Por Sonia Castro Lopes
Ainda não se sabe se Lula e Alckmin comporão chapa para disputar as eleições presidenciais de 2022. Entretanto, a parceria parece ganhar força, apesar da cara feia de muitos apoiadores da candidatura do ex-presidente. Luchu é o apelido dado à composição, mistura dos nomes de Lula com o apelido de Alckmin, “picolé de chuchu.” É natural que Alckmin não seja o vice sonhado pelos eleitores do PT e demais partidos progressistas, embora exista quem afirme que ele seria o menos nocivo dentre os tucanos.
O que se sabe é que os dois se encontraram no último final de semana e conversaram sobre a possibilidade de o ex-governador ser o vice na chapa de Lula. Por enquanto são só possibilidades, nada além disso. Mas é fato que pesquisas feitas pelo PT indicam que o apoio do tucano elevaria consideravelmente a votação de Lula em São Paulo, podendo até mesmo garantir a vitória do petista no primeiro turno. Se Alckmin deixar o PSDB para ingressar no PSB, a probabilidade de uma aliança aumentará, mas se optar por engrossar as fileiras do PSD de Kassab o mais certo é que se empenhe na disputa do governo de São Paulo. Aliás, uma das vantagens que o PT teria com essa aliança seria tirar Alckmin da disputa do governo paulista e propiciar a ascensão de Haddad, o segundo colocado nas pesquisas.
Ao defenderem um acerto entre Lula e Alckmin, as lideranças petistas pensam em fazer uma frente contra o autoritarismo encarnado por Bolsonaro, candidatíssimo à reeleição.

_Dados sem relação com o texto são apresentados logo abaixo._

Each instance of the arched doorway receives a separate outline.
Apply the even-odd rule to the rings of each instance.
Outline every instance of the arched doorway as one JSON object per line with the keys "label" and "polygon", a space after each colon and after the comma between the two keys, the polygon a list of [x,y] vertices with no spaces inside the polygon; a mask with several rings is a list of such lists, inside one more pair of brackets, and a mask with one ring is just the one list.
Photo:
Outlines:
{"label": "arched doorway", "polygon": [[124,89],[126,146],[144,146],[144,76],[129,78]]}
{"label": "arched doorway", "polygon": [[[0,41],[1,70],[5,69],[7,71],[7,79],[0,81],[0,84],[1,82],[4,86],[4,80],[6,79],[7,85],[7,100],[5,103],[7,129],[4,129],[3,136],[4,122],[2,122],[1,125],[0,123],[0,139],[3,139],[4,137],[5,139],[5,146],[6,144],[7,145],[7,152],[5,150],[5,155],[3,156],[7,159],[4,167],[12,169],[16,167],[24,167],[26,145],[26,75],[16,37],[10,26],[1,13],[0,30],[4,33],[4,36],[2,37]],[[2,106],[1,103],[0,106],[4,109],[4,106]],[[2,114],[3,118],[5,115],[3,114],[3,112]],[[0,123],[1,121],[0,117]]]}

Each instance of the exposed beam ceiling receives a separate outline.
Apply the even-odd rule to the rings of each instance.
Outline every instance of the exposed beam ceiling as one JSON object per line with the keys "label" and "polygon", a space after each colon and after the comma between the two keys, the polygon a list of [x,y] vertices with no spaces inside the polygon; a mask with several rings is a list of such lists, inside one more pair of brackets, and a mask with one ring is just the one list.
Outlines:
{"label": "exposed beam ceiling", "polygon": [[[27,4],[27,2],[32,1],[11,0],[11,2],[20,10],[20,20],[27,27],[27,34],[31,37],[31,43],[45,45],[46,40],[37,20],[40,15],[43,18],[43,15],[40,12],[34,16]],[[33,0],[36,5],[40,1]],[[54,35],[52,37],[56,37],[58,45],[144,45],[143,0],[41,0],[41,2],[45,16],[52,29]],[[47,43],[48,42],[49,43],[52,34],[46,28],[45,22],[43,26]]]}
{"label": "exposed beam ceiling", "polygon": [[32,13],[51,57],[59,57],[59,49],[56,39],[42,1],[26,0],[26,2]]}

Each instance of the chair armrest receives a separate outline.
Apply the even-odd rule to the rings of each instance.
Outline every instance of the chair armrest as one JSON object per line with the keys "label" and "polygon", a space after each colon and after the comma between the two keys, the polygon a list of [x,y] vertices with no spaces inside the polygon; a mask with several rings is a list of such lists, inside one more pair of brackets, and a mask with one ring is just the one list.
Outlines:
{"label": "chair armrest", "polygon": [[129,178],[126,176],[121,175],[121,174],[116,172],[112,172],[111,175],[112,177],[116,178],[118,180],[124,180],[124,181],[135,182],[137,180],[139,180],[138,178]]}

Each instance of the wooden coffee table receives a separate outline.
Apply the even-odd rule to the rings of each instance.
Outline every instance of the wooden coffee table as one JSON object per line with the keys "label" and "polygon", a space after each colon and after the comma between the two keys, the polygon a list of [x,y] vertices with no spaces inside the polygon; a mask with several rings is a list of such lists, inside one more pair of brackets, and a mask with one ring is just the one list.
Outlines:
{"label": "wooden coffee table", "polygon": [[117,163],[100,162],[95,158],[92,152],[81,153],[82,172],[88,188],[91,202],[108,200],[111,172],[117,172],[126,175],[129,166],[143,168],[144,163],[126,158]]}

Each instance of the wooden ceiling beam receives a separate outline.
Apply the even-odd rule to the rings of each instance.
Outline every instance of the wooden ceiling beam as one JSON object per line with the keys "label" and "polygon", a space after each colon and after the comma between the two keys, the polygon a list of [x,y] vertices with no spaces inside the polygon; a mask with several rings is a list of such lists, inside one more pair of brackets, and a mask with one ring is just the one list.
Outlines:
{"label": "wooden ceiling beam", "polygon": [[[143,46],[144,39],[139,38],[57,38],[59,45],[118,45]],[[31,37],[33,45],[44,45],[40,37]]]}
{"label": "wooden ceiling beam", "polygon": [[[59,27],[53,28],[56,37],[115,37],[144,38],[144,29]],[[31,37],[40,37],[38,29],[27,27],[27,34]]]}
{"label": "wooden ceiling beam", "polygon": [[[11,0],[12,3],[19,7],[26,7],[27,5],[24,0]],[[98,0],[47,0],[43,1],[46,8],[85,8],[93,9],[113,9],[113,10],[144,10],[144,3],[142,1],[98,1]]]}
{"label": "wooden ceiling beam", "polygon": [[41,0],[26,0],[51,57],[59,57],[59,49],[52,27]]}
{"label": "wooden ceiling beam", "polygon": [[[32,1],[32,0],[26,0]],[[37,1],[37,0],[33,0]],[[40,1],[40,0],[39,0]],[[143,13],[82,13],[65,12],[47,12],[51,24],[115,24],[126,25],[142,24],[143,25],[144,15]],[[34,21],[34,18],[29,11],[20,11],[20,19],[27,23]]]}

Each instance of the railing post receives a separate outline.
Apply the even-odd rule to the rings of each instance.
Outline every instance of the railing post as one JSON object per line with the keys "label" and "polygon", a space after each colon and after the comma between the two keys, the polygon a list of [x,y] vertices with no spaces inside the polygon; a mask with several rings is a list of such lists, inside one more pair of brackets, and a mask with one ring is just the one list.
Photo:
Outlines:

A procura de alianças mais ao centro tem por objetivo acenar ao mercado financeiro, além de amenizar a figura de Lula junto aos eleitores mais conservadores que desistiram de Bolsonaro e olham Moro com certa desconfiança, especialmente após as irregularidades apontadas nos processos que levaram o ex-presidente à prisão.
A política é uma arte, a arte da negociação. É preciso confiar no taco das lideranças do partido e do próprio Lula. Divergir nesse caso é apostar na divisão e colocar a vitória em risco. Aliás, historicamente, as esquerdas nunca se entenderam, desde o expurgo que marcou a Segunda Internacional há mais de um século. Em momentos de perigo iminente, não podemos hesitar. É tudo ou nada!
E por falar em história, cabe aqui lembrar uma aliança absolutamente impensável que rendeu críticas contundentes aos seus protagonistas. Refiro-me ao apoio dado a Getúlio Vargas pelo PCB no episódio do queremismo.
No final do primeiro governo Vargas (1945), num momento de redemocratização após a vitória dos Aliados na segunda grande guerra, foram criados os três mais importantes partidos políticos da época: A UDN – União Democrática Nacional, herdeira da tradição dos partidos democráticos estaduais e adversária do Estado Novo que se organizou em torno da candidatura do brigadeiro Eduardo Gomes para disputar a presidência da República. O PSD – Partido Social Democrático, criado por iniciativa dos burocratas do governo e dos interventores dos Estados com anuência do próprio Getúlio, apoiou a candidatura do Marechal Eurico Gaspar Dutra. E, finalmente, o PTB – Partido Trabalhista Brasileiro, também sob inspiração de Getúlio, do Ministério do Trabalho e dos sindicatos com o objetivo de reunir as massas trabalhadoras urbanas sob a liderança de Vargas. Diferentemente dos dois outros partidos, o PTB não apresentou nomes para a disputa presidencial.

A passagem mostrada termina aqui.